Just like our group there were multiple other groups with guides going through the maze. Each guide ensured that their group was in sight. With so many people walking around, you constantly kept bumping into others.
Our guide continued his narrative; the structure is made of edible items and not using cement or the usual construction materials – things like lentils and limestone were used. So if you did happen to get stuck in the maze at least you wouldn’t have a shortage of food!
“Stand there. Put your ear on the wall,” he shouted to a few folks at the back of the line. And then he said something to the wall on his left.
“Did you hear it?
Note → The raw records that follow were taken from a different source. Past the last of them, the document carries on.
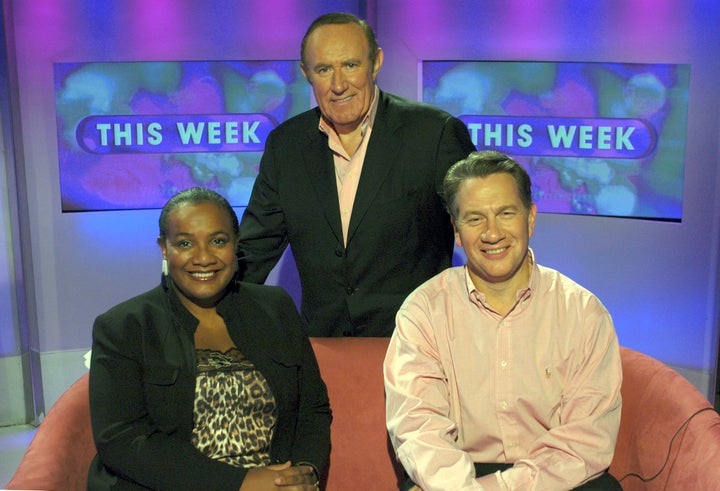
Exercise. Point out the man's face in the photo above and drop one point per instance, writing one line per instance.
(494, 229)
(337, 65)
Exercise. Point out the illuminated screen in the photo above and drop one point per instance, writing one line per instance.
(596, 138)
(132, 134)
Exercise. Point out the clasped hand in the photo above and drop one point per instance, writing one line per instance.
(281, 477)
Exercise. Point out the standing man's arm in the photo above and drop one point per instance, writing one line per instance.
(263, 233)
(455, 144)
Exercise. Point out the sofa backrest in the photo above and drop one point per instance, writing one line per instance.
(361, 456)
(669, 432)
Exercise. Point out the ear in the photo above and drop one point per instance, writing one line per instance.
(531, 219)
(458, 240)
(163, 247)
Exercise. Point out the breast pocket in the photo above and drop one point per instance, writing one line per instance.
(163, 393)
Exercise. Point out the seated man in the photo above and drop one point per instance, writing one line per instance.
(502, 374)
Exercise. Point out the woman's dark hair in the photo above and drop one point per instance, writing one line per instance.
(482, 164)
(196, 196)
(342, 18)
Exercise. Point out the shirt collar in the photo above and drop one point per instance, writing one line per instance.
(366, 123)
(478, 297)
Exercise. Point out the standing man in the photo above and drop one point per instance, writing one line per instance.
(502, 374)
(352, 185)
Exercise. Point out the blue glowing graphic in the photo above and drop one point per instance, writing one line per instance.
(597, 138)
(132, 134)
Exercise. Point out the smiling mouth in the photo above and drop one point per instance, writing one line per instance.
(203, 276)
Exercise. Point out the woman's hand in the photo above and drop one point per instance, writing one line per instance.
(281, 477)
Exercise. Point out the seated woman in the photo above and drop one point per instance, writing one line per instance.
(205, 382)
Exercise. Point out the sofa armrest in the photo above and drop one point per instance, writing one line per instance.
(60, 453)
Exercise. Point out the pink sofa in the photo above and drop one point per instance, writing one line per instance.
(669, 436)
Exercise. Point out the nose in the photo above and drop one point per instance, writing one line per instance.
(338, 81)
(493, 232)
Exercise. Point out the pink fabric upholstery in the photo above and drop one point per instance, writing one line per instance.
(361, 455)
(663, 438)
(59, 455)
(657, 402)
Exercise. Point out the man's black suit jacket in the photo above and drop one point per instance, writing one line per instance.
(399, 236)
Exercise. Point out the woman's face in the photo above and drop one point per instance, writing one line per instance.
(200, 250)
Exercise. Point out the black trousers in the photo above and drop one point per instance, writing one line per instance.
(604, 482)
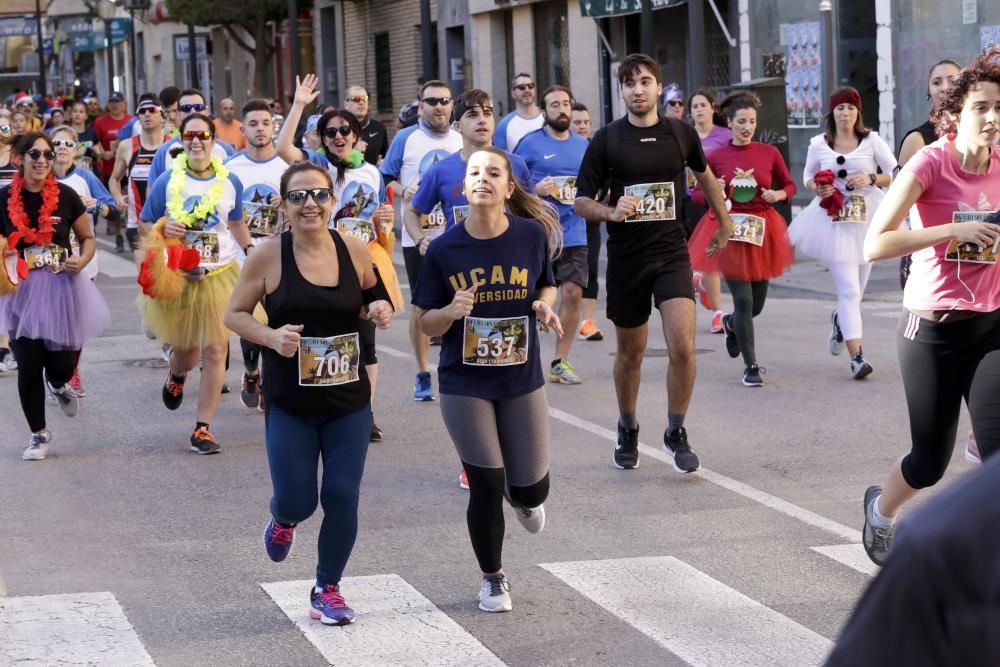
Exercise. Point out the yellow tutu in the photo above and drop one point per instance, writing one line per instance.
(193, 320)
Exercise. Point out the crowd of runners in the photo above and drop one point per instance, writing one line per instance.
(282, 230)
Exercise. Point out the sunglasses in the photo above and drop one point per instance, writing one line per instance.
(332, 132)
(191, 135)
(299, 197)
(437, 101)
(36, 154)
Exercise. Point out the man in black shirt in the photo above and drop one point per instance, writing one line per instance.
(640, 160)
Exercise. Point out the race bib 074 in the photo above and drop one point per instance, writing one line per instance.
(656, 202)
(495, 341)
(327, 362)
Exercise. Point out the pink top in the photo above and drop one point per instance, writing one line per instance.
(936, 282)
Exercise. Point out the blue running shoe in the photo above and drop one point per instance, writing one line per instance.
(328, 606)
(278, 540)
(423, 390)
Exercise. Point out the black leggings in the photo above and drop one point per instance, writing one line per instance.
(32, 360)
(942, 363)
(593, 255)
(748, 302)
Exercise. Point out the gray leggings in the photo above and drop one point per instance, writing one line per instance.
(504, 446)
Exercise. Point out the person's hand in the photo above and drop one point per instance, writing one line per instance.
(461, 304)
(380, 313)
(547, 317)
(624, 208)
(285, 341)
(981, 234)
(305, 89)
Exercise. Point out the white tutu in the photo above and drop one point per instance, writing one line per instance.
(814, 233)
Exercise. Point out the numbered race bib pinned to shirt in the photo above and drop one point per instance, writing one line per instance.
(656, 202)
(327, 362)
(855, 209)
(747, 228)
(51, 257)
(565, 189)
(206, 243)
(362, 229)
(970, 252)
(495, 341)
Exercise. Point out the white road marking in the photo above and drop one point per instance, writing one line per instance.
(395, 625)
(692, 615)
(851, 555)
(75, 629)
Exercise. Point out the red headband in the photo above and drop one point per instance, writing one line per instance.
(846, 97)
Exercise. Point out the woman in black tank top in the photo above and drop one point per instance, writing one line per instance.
(315, 283)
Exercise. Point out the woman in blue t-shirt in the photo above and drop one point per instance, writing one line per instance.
(483, 285)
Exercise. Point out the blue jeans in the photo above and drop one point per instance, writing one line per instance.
(294, 446)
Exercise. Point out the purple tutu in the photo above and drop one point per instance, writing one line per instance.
(61, 309)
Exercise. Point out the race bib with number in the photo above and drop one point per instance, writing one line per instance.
(206, 243)
(854, 210)
(747, 228)
(970, 252)
(362, 229)
(656, 202)
(565, 189)
(495, 341)
(51, 257)
(326, 362)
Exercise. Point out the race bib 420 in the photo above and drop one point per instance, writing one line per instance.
(327, 362)
(495, 341)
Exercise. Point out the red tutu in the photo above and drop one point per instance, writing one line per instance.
(744, 260)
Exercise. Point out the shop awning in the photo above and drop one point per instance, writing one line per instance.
(605, 8)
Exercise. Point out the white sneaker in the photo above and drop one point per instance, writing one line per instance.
(38, 447)
(532, 518)
(494, 593)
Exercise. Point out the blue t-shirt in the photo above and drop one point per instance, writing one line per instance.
(548, 156)
(496, 356)
(443, 184)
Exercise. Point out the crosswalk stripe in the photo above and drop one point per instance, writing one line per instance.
(695, 617)
(78, 629)
(395, 625)
(851, 555)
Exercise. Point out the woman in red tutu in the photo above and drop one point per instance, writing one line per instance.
(754, 177)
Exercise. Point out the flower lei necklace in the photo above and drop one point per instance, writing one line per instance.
(19, 217)
(209, 201)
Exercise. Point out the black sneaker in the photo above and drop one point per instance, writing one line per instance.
(675, 444)
(173, 392)
(732, 345)
(752, 376)
(626, 452)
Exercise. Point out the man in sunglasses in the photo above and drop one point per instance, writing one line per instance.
(191, 101)
(374, 140)
(527, 117)
(411, 153)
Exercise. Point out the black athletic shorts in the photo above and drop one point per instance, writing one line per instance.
(634, 286)
(571, 266)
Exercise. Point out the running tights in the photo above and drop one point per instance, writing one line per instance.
(33, 359)
(748, 302)
(504, 447)
(850, 281)
(295, 444)
(942, 363)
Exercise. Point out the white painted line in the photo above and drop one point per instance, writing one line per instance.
(395, 625)
(851, 555)
(695, 617)
(75, 629)
(745, 490)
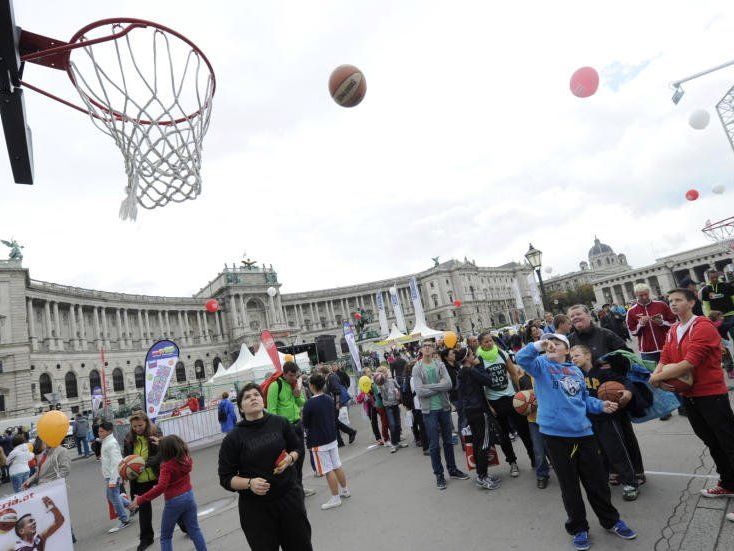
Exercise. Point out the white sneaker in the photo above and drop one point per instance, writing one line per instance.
(335, 501)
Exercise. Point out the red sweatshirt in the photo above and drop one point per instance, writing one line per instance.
(650, 337)
(701, 346)
(173, 481)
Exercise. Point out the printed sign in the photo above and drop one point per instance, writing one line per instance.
(160, 363)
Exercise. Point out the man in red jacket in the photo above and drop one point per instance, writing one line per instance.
(693, 346)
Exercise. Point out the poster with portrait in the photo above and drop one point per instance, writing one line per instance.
(36, 519)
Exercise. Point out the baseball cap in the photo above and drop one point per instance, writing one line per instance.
(556, 336)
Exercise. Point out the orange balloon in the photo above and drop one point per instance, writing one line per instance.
(53, 427)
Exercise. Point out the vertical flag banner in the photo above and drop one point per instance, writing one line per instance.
(267, 340)
(518, 297)
(382, 314)
(37, 518)
(534, 289)
(352, 344)
(397, 308)
(415, 297)
(160, 363)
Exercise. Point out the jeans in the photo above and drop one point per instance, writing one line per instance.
(540, 449)
(18, 479)
(393, 420)
(119, 503)
(82, 441)
(438, 425)
(181, 507)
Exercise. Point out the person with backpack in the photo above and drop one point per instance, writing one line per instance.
(226, 414)
(285, 397)
(174, 483)
(499, 395)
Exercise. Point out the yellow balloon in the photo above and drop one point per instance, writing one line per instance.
(365, 384)
(450, 339)
(52, 427)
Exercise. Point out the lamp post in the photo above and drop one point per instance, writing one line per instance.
(535, 259)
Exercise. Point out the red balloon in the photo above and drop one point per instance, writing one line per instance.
(584, 82)
(692, 194)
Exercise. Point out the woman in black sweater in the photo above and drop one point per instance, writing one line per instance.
(272, 510)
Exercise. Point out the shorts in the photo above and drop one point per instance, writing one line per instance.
(326, 458)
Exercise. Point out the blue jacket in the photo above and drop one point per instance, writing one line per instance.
(563, 400)
(231, 421)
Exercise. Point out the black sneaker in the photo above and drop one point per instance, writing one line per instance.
(440, 482)
(459, 475)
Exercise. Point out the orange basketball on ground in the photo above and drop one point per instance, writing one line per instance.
(524, 402)
(611, 391)
(131, 467)
(347, 85)
(8, 518)
(680, 384)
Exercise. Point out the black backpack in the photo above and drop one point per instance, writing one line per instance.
(222, 412)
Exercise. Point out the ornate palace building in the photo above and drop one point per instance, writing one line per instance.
(59, 339)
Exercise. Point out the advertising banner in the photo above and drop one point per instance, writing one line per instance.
(352, 344)
(267, 339)
(160, 363)
(382, 314)
(397, 308)
(37, 518)
(415, 297)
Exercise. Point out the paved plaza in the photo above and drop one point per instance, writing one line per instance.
(395, 503)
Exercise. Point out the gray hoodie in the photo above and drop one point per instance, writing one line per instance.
(424, 390)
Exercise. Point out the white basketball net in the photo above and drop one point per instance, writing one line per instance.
(122, 84)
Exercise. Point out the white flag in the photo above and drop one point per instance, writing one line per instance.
(382, 314)
(397, 309)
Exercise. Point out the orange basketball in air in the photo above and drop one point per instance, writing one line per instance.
(347, 85)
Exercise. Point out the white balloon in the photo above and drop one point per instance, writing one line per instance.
(699, 119)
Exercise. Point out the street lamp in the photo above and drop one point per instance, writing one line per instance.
(535, 259)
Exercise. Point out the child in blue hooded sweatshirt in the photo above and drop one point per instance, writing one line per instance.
(563, 404)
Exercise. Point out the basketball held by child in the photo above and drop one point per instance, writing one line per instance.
(524, 402)
(347, 85)
(680, 384)
(131, 467)
(611, 391)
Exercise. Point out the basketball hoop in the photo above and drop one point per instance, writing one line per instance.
(721, 232)
(147, 87)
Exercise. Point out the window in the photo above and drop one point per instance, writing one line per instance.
(44, 382)
(94, 381)
(118, 381)
(180, 372)
(72, 390)
(139, 376)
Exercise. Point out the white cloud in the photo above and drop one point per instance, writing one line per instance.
(468, 143)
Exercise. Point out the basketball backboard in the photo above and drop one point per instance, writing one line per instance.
(12, 107)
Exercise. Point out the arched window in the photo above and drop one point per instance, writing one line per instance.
(180, 372)
(72, 391)
(118, 381)
(139, 377)
(44, 382)
(94, 381)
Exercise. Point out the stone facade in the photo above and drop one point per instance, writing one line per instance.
(52, 336)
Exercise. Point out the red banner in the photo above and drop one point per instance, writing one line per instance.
(267, 341)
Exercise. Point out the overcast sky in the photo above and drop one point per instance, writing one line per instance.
(468, 143)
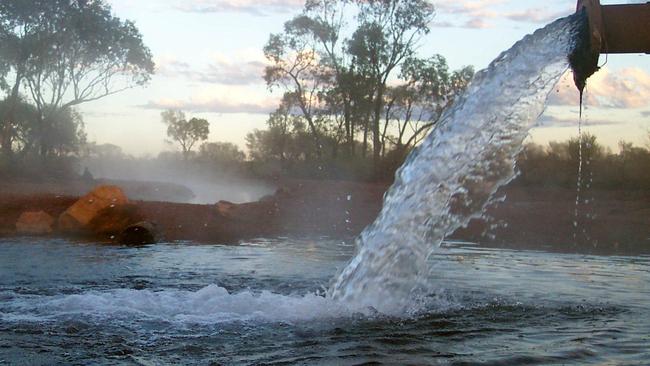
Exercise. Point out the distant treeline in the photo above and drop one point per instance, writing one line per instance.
(558, 163)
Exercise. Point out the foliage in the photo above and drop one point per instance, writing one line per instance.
(557, 165)
(224, 155)
(185, 133)
(64, 53)
(335, 75)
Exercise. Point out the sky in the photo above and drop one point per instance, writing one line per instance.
(209, 63)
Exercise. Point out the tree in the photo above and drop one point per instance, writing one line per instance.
(221, 154)
(186, 133)
(296, 68)
(68, 52)
(388, 33)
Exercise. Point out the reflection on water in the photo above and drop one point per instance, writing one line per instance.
(67, 303)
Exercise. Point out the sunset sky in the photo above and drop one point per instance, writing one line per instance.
(210, 63)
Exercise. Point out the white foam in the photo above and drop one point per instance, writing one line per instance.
(211, 304)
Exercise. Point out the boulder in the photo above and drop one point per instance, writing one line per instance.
(34, 223)
(225, 208)
(78, 216)
(110, 221)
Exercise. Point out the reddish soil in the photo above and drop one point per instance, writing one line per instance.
(531, 218)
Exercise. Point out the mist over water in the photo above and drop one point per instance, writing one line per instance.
(181, 181)
(451, 177)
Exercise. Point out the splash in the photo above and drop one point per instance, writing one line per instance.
(450, 178)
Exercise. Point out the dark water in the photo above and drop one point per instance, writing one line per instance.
(66, 303)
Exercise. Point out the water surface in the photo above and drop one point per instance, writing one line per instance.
(262, 303)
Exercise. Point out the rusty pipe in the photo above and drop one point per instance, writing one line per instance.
(618, 28)
(612, 29)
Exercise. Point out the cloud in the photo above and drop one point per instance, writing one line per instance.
(220, 70)
(214, 105)
(253, 7)
(477, 14)
(625, 88)
(548, 121)
(535, 15)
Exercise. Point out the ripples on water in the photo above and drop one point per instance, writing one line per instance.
(262, 303)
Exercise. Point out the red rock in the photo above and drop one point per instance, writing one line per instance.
(34, 223)
(110, 221)
(81, 213)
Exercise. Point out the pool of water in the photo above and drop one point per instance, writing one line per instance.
(262, 303)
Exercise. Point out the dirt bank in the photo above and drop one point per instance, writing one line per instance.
(531, 218)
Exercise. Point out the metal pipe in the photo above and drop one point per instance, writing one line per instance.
(618, 28)
(611, 29)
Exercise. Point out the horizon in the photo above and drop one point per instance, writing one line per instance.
(222, 82)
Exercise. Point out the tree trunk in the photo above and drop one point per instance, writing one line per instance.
(376, 137)
(10, 120)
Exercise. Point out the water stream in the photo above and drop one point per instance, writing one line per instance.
(399, 298)
(450, 178)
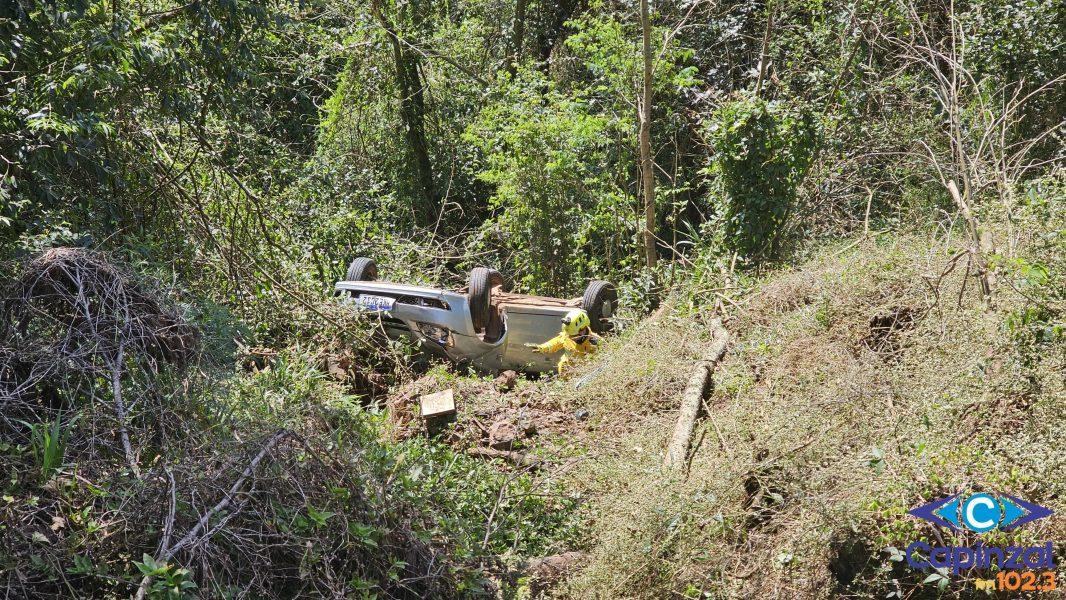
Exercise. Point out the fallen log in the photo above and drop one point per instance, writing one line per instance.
(695, 392)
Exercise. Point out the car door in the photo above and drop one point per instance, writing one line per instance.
(530, 325)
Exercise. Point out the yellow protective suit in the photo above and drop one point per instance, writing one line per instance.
(585, 342)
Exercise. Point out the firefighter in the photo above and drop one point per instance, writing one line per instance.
(576, 339)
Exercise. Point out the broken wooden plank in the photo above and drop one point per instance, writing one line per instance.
(437, 405)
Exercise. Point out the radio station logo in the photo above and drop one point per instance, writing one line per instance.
(982, 514)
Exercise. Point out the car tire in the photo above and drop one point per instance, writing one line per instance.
(361, 269)
(599, 301)
(480, 294)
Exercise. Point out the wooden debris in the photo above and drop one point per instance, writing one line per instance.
(502, 435)
(437, 405)
(516, 458)
(695, 391)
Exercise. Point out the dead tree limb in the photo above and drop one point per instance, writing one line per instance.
(195, 533)
(116, 391)
(695, 391)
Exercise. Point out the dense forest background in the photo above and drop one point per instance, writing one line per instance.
(230, 157)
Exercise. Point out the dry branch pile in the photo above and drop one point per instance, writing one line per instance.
(74, 310)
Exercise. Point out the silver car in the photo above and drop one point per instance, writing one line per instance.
(482, 325)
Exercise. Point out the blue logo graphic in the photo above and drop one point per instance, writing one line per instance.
(981, 513)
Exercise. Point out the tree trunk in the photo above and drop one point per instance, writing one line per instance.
(412, 95)
(647, 165)
(695, 392)
(517, 35)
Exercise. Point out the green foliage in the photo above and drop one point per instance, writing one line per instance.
(48, 444)
(168, 582)
(556, 209)
(762, 150)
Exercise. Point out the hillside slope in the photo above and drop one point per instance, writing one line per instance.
(861, 384)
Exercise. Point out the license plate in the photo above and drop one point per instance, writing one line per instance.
(374, 304)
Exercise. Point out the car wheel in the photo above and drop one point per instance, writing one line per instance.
(361, 269)
(599, 301)
(480, 294)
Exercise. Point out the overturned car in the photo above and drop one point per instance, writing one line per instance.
(482, 325)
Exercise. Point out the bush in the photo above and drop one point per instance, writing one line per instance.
(762, 151)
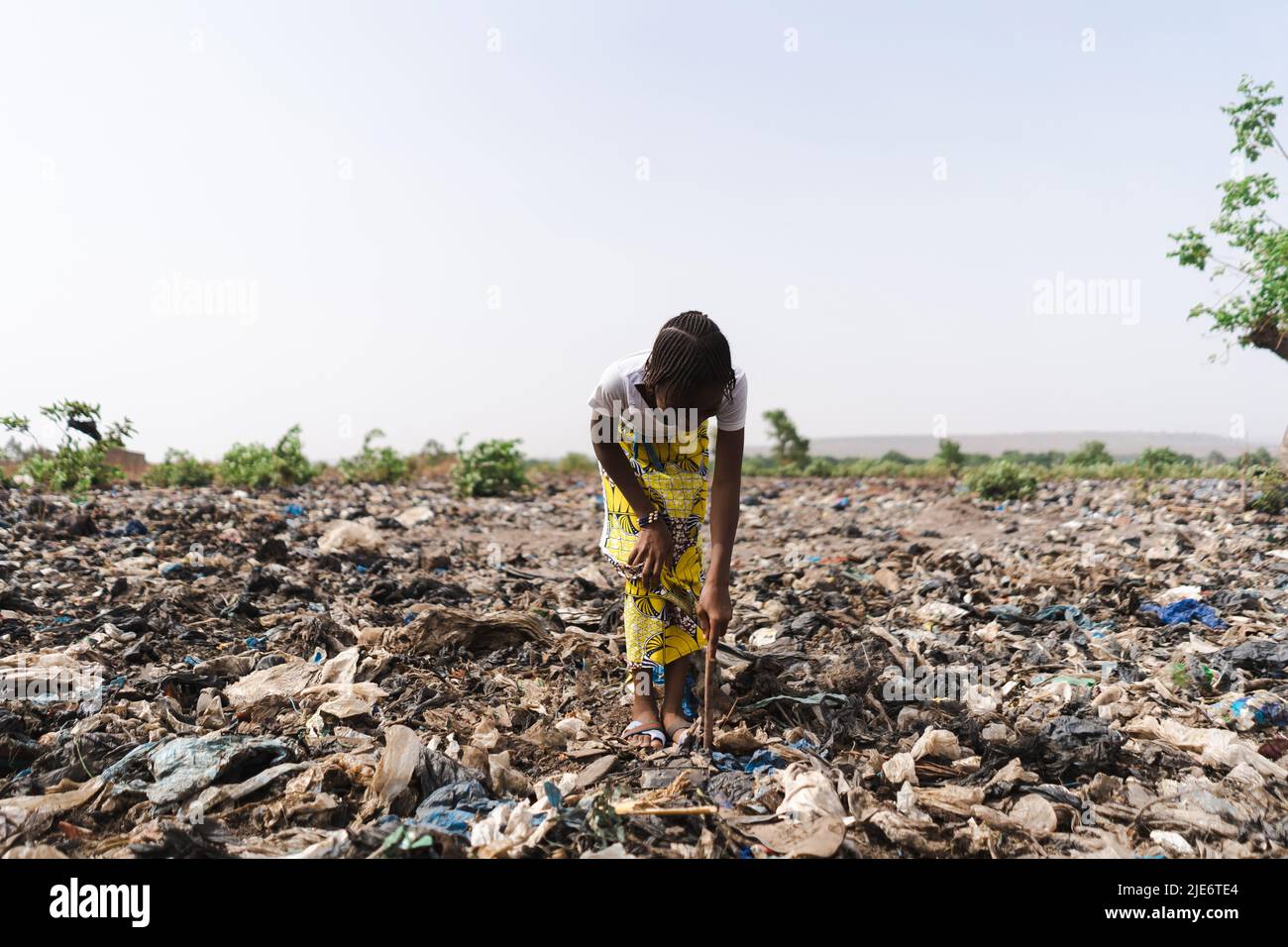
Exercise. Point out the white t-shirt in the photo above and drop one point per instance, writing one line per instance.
(618, 385)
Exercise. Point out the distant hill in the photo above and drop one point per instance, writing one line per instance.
(1122, 445)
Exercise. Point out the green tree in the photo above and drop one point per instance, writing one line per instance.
(80, 460)
(951, 455)
(1245, 245)
(790, 447)
(1091, 454)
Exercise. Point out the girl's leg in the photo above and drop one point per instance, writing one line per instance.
(642, 631)
(673, 698)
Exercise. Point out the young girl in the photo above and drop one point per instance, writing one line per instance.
(649, 432)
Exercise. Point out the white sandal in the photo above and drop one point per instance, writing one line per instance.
(635, 728)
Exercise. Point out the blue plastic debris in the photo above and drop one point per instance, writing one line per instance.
(763, 759)
(1184, 612)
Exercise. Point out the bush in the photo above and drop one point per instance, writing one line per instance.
(256, 466)
(1003, 480)
(372, 466)
(1271, 495)
(490, 468)
(1091, 454)
(80, 460)
(180, 470)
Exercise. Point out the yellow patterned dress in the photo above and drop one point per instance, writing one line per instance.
(661, 624)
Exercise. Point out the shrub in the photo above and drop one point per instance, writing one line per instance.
(790, 447)
(490, 468)
(180, 470)
(1271, 493)
(1003, 480)
(373, 466)
(1091, 454)
(256, 466)
(80, 460)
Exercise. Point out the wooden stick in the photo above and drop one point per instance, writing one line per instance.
(627, 809)
(706, 694)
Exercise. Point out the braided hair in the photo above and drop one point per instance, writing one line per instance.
(690, 355)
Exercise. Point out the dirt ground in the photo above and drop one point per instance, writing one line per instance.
(375, 672)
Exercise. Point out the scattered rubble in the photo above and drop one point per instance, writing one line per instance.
(389, 672)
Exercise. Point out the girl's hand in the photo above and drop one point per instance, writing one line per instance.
(715, 611)
(652, 553)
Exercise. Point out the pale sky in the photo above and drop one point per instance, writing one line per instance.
(450, 217)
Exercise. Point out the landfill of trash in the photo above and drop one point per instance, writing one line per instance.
(391, 672)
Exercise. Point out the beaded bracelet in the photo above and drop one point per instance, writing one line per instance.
(649, 518)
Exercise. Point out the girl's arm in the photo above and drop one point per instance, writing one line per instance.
(655, 544)
(713, 605)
The walls will carry sound.”
We tried doing it ourselves and felt we could hear something but with the number of people going back and forth we weren’t sure of what we were hearing.
Apparently there are also tunnels from this place that lead you to other cities in India but those tunnels had been sealed after people disappeared in them.
The terrace beside the maze provides a nice view of the city including some important buildings. It also offers photographic spots unlike the tunnels where you can barely stand. Some of the tunnels were illuminated by the sunlight coming through openings but the others that were closed on all three sides pretty dark even though it was a bright sunny day. The guide took us through an alternative route to get us out of the maze and the building.
On the left of the main building was where we left our footwear and on the right side was a stepwell – this is where water used to be stored; and it also served as a hideout from where the people inside could see outsiders but the people outside couldn’t see inside. As the guide takes you through this structure they’ll show you the point from where you can also witness this. Pretty impressive idea back then to come up with something like this – the use of reflection from the water and the alignment of windows makes this possible.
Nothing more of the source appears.